Neither Zillow nor Realtor.com linked regulatory changes to supply recovery in these markets.
Lock-in effect, budget and fees
Both independent analyzes identified supply and demand constraints that were outside the scope of building codes or reform permits.
Homeowners with pandemic-era mortgage rates of 2.5% to 3% remain reluctant to list, a phenomenon known as the lock-in effect. “Homeowners with interest rates of 2.5% or 3% may be reluctant to waive their interest rates unless they really need to move,” Gordon Hageman, a Phoenix area agent with Arizona 1 Real Estate, told Realtor.com. “That lock-in effect continues to limit the number of new listings entering the market.”
On the demand side, Zillow cited rising consumer costs as a limiting factor, and “rising costs for all others are among the limiting factors, straining budgets and pausing large purchases,” the company said.

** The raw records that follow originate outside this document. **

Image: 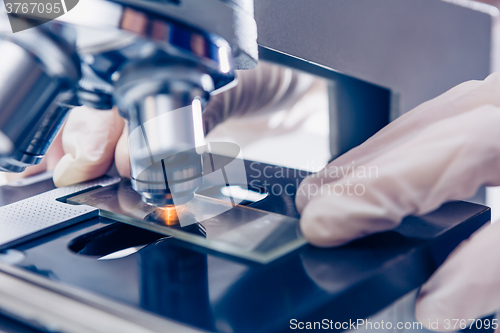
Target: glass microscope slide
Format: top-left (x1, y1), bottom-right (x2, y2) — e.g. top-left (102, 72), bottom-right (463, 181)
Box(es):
top-left (67, 181), bottom-right (306, 263)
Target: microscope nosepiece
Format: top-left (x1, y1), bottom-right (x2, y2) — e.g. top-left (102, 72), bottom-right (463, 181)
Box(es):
top-left (115, 65), bottom-right (213, 207)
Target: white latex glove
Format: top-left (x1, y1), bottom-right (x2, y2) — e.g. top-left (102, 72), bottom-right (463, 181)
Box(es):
top-left (296, 73), bottom-right (500, 330)
top-left (0, 63), bottom-right (314, 186)
top-left (53, 106), bottom-right (125, 186)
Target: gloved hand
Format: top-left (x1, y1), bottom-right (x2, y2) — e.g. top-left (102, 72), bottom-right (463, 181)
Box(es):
top-left (296, 73), bottom-right (500, 330)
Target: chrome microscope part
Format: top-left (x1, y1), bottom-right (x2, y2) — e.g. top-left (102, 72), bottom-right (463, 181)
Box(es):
top-left (0, 24), bottom-right (81, 172)
top-left (115, 64), bottom-right (214, 207)
top-left (0, 0), bottom-right (257, 206)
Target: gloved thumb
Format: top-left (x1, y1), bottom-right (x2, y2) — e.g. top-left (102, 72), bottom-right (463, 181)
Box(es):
top-left (53, 106), bottom-right (124, 187)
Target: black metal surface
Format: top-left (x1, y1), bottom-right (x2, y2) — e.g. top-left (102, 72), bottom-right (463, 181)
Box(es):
top-left (0, 162), bottom-right (490, 332)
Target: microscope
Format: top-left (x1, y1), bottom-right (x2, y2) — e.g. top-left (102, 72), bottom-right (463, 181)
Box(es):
top-left (0, 0), bottom-right (499, 333)
top-left (0, 0), bottom-right (258, 207)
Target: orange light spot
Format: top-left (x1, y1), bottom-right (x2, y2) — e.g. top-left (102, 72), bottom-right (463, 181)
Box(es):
top-left (158, 205), bottom-right (179, 226)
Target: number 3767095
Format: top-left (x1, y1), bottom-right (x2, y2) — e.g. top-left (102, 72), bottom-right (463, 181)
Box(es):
top-left (5, 2), bottom-right (61, 14)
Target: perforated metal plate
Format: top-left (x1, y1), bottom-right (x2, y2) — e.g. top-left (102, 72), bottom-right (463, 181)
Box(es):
top-left (0, 177), bottom-right (120, 249)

Realtor.com’s analysis cites volatility from tariffs as a headwind that could constrain the market in spring 2025. Tariffs on building materials, including wood and steel, could increase construction costs and go in the opposite direction of savings HUD’s report projects.
what’s next
According to Realtor.com, closings reached their highest level since 2022 in the first four months of 2026, up 2.9% year over year. Krimmel said the data suggested there could be a significant jump in closings in May and June, but cautioned that geopolitical uncertainty and movements in mortgage rates are key variables and the market is “not out of the woods yet.”